Raila and Karua lawyers added that evidence shows that third parties and senior employees of the IEBC were acting in connivance.
In their submissions filed before the apex court on Friday, Raila and Karua also said what transpired was a repeat of the 2017 blunders that led to the court declaring that President Uhuru Kenyatta's win was null and void.
2017 poll
"The conduct of the 2022 presidential election must therefore be framed against the backdrop of what happened in 2017 and the following warning that this court sounded when it annulled the presidential election conduct," Raila and Karua's other lawyer James Orengo argued.
They argue that Prof Walter Mebane found that at least 5,832 of 44,948 forms alleged to be polling stations are classified as e-forensics fraudulent. In his reply, Ruto argued that Raila and Karua's witnesses lied under oath that the system was hacked and alterations done in Forms 34A and 34B when all the candidates had access to original forms uploaded from the polling stations.
His lawyer Muthomi Thiankolu argued that the case was similar to tragicomedy or the story in the novel kusadikika.
Ruto also disputed claims that his agents altered and dumped 11,000 Forms 34A in the IEBC portal within 8 minutes, stating that it was humanly impossible for the bulky forms to upload within the short time.
"Our conclusion is that the petitioners falsified logs in support of their claims that we had an external address to hack into the IEBC system and infiltrate it with altered forms.
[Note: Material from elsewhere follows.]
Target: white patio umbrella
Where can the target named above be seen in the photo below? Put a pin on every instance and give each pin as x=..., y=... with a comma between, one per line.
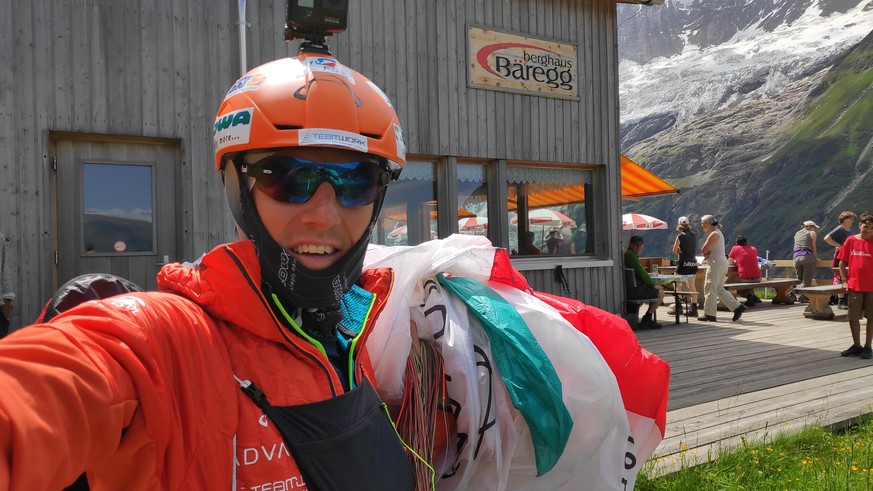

They have submitted similar logs as the ones they did in 2017 to mislead the court," replied Ruto's lawyer.
On the failure of the Kiems Kits, Dr Ruto swore that IEBC had put a complimentary system in place to facilitate identification of voters and that allegation of low voter turnout in Kakamega and Makueni cannot be attributed to the failures.
Chebukati also denied that the system was hacked. According to the commission's chair, the system was secure and no alterations were done. This is a claim supported by his faction; Abdi Guliye and Boya Molu.
However, IEBC vice chair Juliana Cherera, commissioners Justus Nyang'aya, Francis Wanderi and Irene Massit argued that the system was infiltrated, even by foreigners and the results on forms 34As could not be guaranteed.
The other issue the court will settle and also tied to the technology is whether there was interference with uploading and transmission of forms 34A from polling stations to the IEBC public portal. In addition, judges found that there is a bone of contention between Raila, Ruto and Chebukati on if there was a difference between Forms 34A uploaded on the IEBC public portal and the Forms 34A received at the National Tallying Centre, and Forms 34A issued to the agents at the Polling Stations.
Meanwhile, the court also identified the question of whether the postponement of governorship elections in Kakamega and Mombasa counties, parliamentary elections in Kitui rural, Kacheliba Rongai and Pokot South constituencies and wards in Nyaki West in North Imenti and Kwa Njenga in Embakasi South resulted in voter suppression to Raila and Karua's disadvantage.
Voter turnout
In the case, Raila and Karua argued that Chebukati's decision to postpone the elections had an effect on the turnout. Chebukati denied it, stating that those areas were affected by ballot papers hitch and not deliberate.
However, Cherera and her team argued that they were not involved in deciding whether to push the election in the affected areas.
On the other hand, Ruto argued that the postponement of elections in Mombasa and Kakamega were not deliberately done to deny Raila votes from his perceived strongholds, and that he had no hand in the postponement.
"The only logical conclusion is that if it is true those two counties are his strongholds then there would have been a higher number of voter turnout to vote for him irrespective of the postponement," said Ruto.
The other issue at the heart of the court battle is whether there were unexplainable discrepancies between the votes cast for presidential candidates and other elective positions. Raila and Karua identified that in some areas, there were instances where the number of those who voted for president exceeded governors and senators.
However, EIBC and Ruto denied this. According to them, the tally corresponds with that of other positions. The other issue is whether IEBC verified, tallied, declared results as required by Article 138 (3) (C) and 138 (10).
In the case, Raila and Karua argue that Chebukati did not verify, tally and declare the results from 27 constituencies. Ruto in his reply, argued that all constituencies were tallied and announced. However, Chebukati stated that the results were not announced before the declaration of a winner. He alleged that Guliye would have announced the same but there were chaos at the Bomas of Kenya.
50 per cent plus one
The last contention is whether Ruto attained 50 per cent plus one vote of all the votes cast on August 9. Raila and Karua differed with IEBC and Ruto over this. According to the two, there is evidence that IEBC numbers do not add up and that forms were manipulated for Ruto's win.
They claimed that the margin with which Ruto was declared to have met the threshold was only 0.49 per cent of the total number of registered voters and which was only 69,000 votes. Raila and Karua argued the mathematical differences and errors reveal the votes were systematically recalibrated in order to benefit Ruto.
At the same time, Omtatah faulted IEBC for rounding off the final tally to two decimal points. According to him, if the total number of persons who voted is divided against the four candidates, it will reveal that he got 49.99962402 per cent and not 50.01 per cent.
IEBC asserted that it carried a clean and fair election while Ruto argued he beat Raila fair and square.
The last issue is what orders should the court issue after hearing all parties. On this, Raila and Karua are seeking forensic scrutiny, a tally and thereafter be announced as president-elect and deputy. At the same time, they are asking the court to find that IEBC is dysfunctional and cannot carry a credible election.
On the other hand, IEBC and Ruto are asking the highest court in the land to dismiss the presidential petition and affirm that the DP is the winner. The Supreme Court verdict is final.